Interpreting Results: MARFC

Juniata River basin

The MARFC case also demonstrated that QPF improves hydrologic forecasts. In this case those are ensemble, or probabilistic flow forecasts. Once again it is important to examine a variety of verification scores and plots to understand the nature of the errors in forecast performance. In addition, it is important to evaluate characteristics of the data itself to gain useful perspective about what the verification scores might show. For example, box plots can provide useful information about whether there is appropriate distribution and spread in the ensemble forecasts of both the final flow forecast as well as the input QPF. Lack of spread and/or skewed distribution of forecast ensembles will impact the verification scores.

Photo of hard rain falling during a hurricane

Although the case reviews error scores of ensemble means, that is just an overview of forecast performance with respect to lead time.
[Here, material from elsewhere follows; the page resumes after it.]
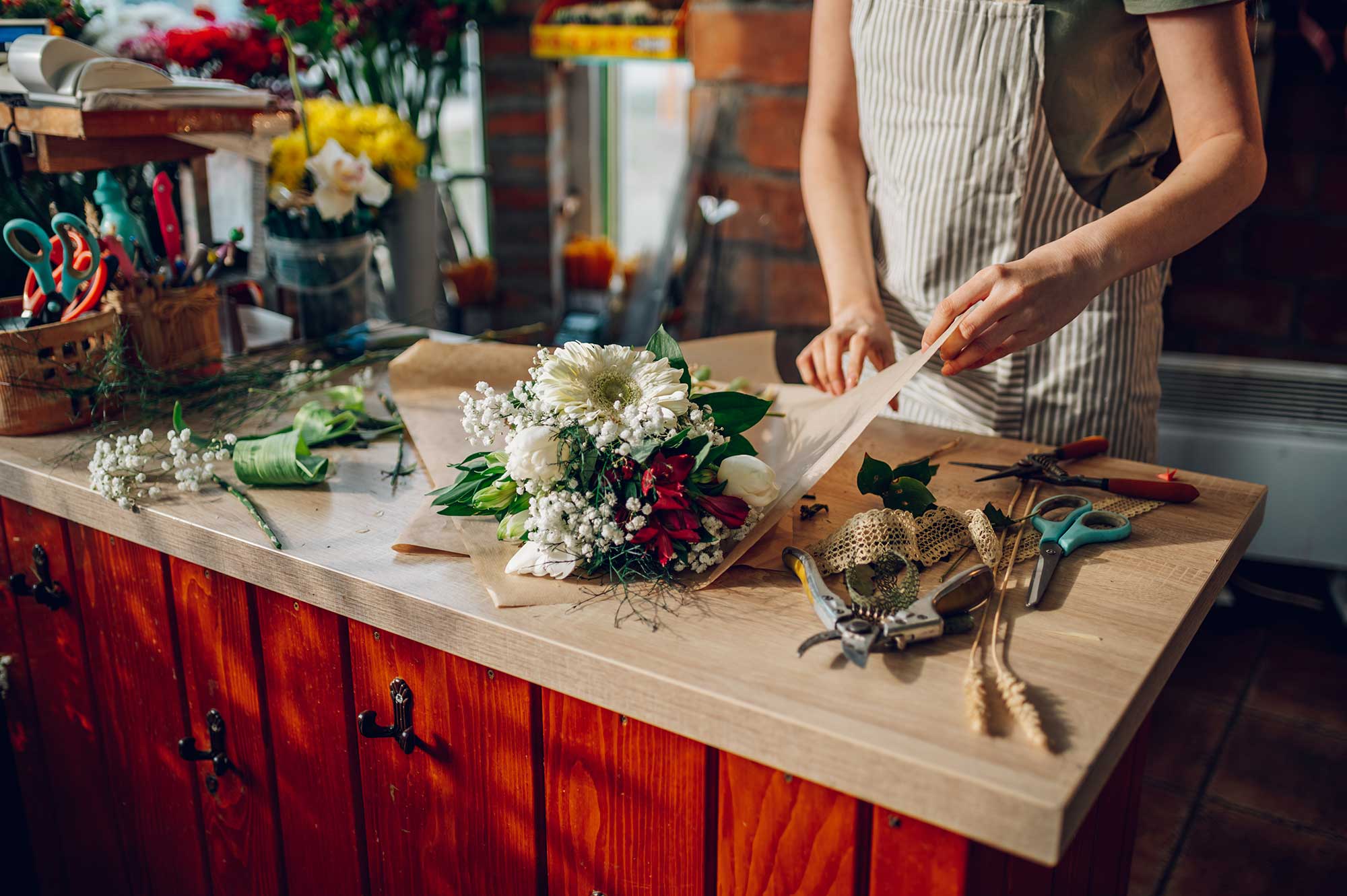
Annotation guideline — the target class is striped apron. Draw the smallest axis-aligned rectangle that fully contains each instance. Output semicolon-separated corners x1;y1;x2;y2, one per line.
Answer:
851;0;1168;460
The real important information explores the impact of switching from QPF-based ensembles to climatological QPF after 48 hours. The case also explore whether there are important difference between a headwater point and a downstream point. And finally, the case examines the difference in forecast performance between a high flows subset and all flows taken together. To get at some of the answers the case looks at measures of error, or how well calibrated the forecast system is. In addition, we reviewed measures of forecast skill, forecast reliability, forecast discrimination, and forecast confidence.

Mean Continuous Ranked Probability Skill Score (MCRPSS) versus Lead Time for the Forecast Point at Newport

Without examining multiple verification measures, a user may have concluded that the high flow forecasts are simply more erroneous than the full data set. They are when using just measures of mean error and MCRPS. But more careful examination suggests that when compared to all flows, there is greater improvement in the high flows subset as seen in forecast skill, reliability, and discrimination. There is a very significant difference in many of the scores when switching from QPF-based ensembles to climatologically-based QPF. When we examined box plot of the QPF input, it was seen that the climatologically-based QPF suffered from lack of spread and a conditional bias (too low on big events and too high on light events). The impact from that is seen in many of the scores. Finally, the impact of QPF and then climatological QPF occur more quickly at the headwater point than at the downstream point.
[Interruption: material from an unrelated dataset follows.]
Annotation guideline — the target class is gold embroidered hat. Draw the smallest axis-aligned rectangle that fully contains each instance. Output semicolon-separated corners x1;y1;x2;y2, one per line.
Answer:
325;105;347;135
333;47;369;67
So with all of this information, the user can learn more than just how quickly the forecast performance degrade with lead time as measured by simple errors statistics of the ensemble mean. Here we showed how one can obtain details of the types of errors, when and why forecast performance changes most rapidly, how different forecast points react relative to each other, and how a high flow subset may show different trends than all flows taken together. With that information important adjustments and improvements to the forecasts are possible.